Wherein I type words about Mega Man X again

If there’s only one absolutely consistent thing in my life, it’s my love for Mega Man X. And it’s not just because I’m a card-carrying fanboy of (mostly) all things Mega Man, but because I firmly believe that it is one of the best video games ever made. It is probably about as close to flawless as any game will ever come, and even after playing it seventeen million times, I still get a kick out of it on each and every replay.

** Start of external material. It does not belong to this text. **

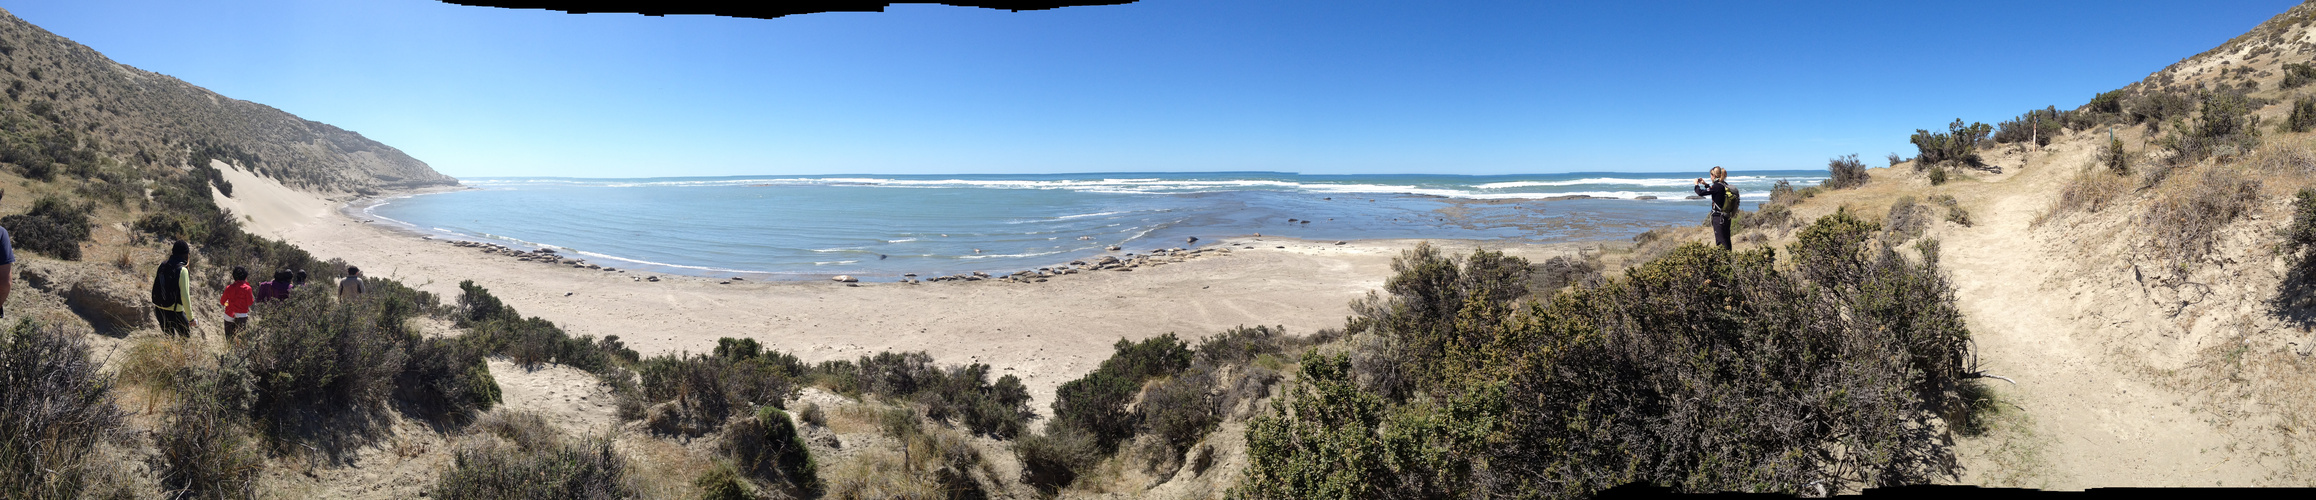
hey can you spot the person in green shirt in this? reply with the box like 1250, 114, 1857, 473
151, 240, 194, 336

With the recent release of the Mega Man X Legacy Collections, I have now purchased this game somewhere between six and eight times, which gives it the top billing for games that I have purchased more than once. I fully admit that I have a problem. I bought the original cartridge on SNES, the Mega Man X Collection on Gamecube, the stellar remake Maverick Hunter X on PSP, the generally sub-par iPhone port, the Virtual Console release on 3DS, and now the X Legacy Collection on Switch. I can’t recall for sure whether I bought it on Virtual Console for Wii or Wii U, but I’d say that the likelihood for at least one of them is pretty high.

The X Legacy Collection has added a couple neat new wrinkles to the mix. In fact, it it hadn’t I probably wouldn’t have even bothered writing this thing. The smallest, but most mind-blowing thing of all is something I discovered when poking around to see if I could change the control layout (you can’t): if you have a special weapon selected and press L and R at the same time, it’ll automatically unequip the weapon and put you back to the X-Buster. This is a huge revelation because I thought you had to scroll through them all individually, or use the pause menu to swap. It’s not really a game-changer, but it’s a fun little trick that I never knew about, despite having played through the game so many times.

Another neat thing is that the X Legacy Collection includes pre-release trailers of all the included games. Though nearly all of them are in Japanese, it’s still cool to see that footage of earlier versions of the games, and pick out all the things that changed. I’ve only watched the MMX trailer so far, but I was delighted to see enemies that didn’t make it into the full version, little graphical changes, and some level layouts that got changed around slightly.

Lastly, you can choose to play either the North American or Japanese versions of all the games on the collection, and astoundingly enough, I’ve never actually played a Japanese version of any Mega Man X game. So I decided to check out Rockman X, and to my surprise, there really weren’t many changes made for the localization. Aside from the edited logo and text boxes being resized to accommodate the different languages, it seems like the only thing that changed are the bosses’ names. And maybe –maybe- they upped the drop rate for health pickups in the North American version, but it’s impossible to really know without looking at the actual code. It just seems like they aren’t quite as plentiful as I’m used to.

(Note: The Cutting Room Floor reveals a few other itty-bitty changes that I would have never noticed, and says nothing either way about drop rates.)

I said before that I think Mega Man X is as close to perfect as any video game is ever going to get, and I stand by that. Part of that is owed to its simplicity; it’s harder to get things wrong when you’re not bloating your game with superfluous features and systems (see nearly every sequel). But most of all, I just don’t think that there are very many things that you’d write up as problems. The only major one is that the final boss is too hard. Compounded by the fact that it’s a string of three fights in a row, the final form hits so hard that only the best players will be able to defeat it without draining all four of their sub-tanks. Combine that with the fact that he’s got a tiny hitbox that is only vulnerable to the least practical weapon in X’s arsenal, and you’ve got a real pain in the butt on your hands.

Aside from that, my other complaints are relatively minor: when you use a password, neither your sub-tanks’ stored energy or your progress through Sigma’s fortress are saved. The sub-tanks are a minor pain, since you can grind health pick-ups fairly quickly to fill them again, but the lost progress in Sigma’s fortress is a little harder to swallow. The levels are short -maybe five minutes each- but it’s still a pain to have to blast your way through them again if you started making your way through and had to take a break.

Anyway, I think that’s about enough of a spiel for today. Lord knows that I’ve already published enough material about Mega Man X that I don’t need to go on for another thousand words, though I’ve never written an actual review. And it’s not like this is going to be the last time I write about it either. I just thought it would be fun to go over a few unique little nuggets of info about the game that not everyone would be aware of. With the X Legacy Collections absorbing all my thoughts lately, I wouldn’t be surprised if some more writing about the rest of the series pops up in the near future.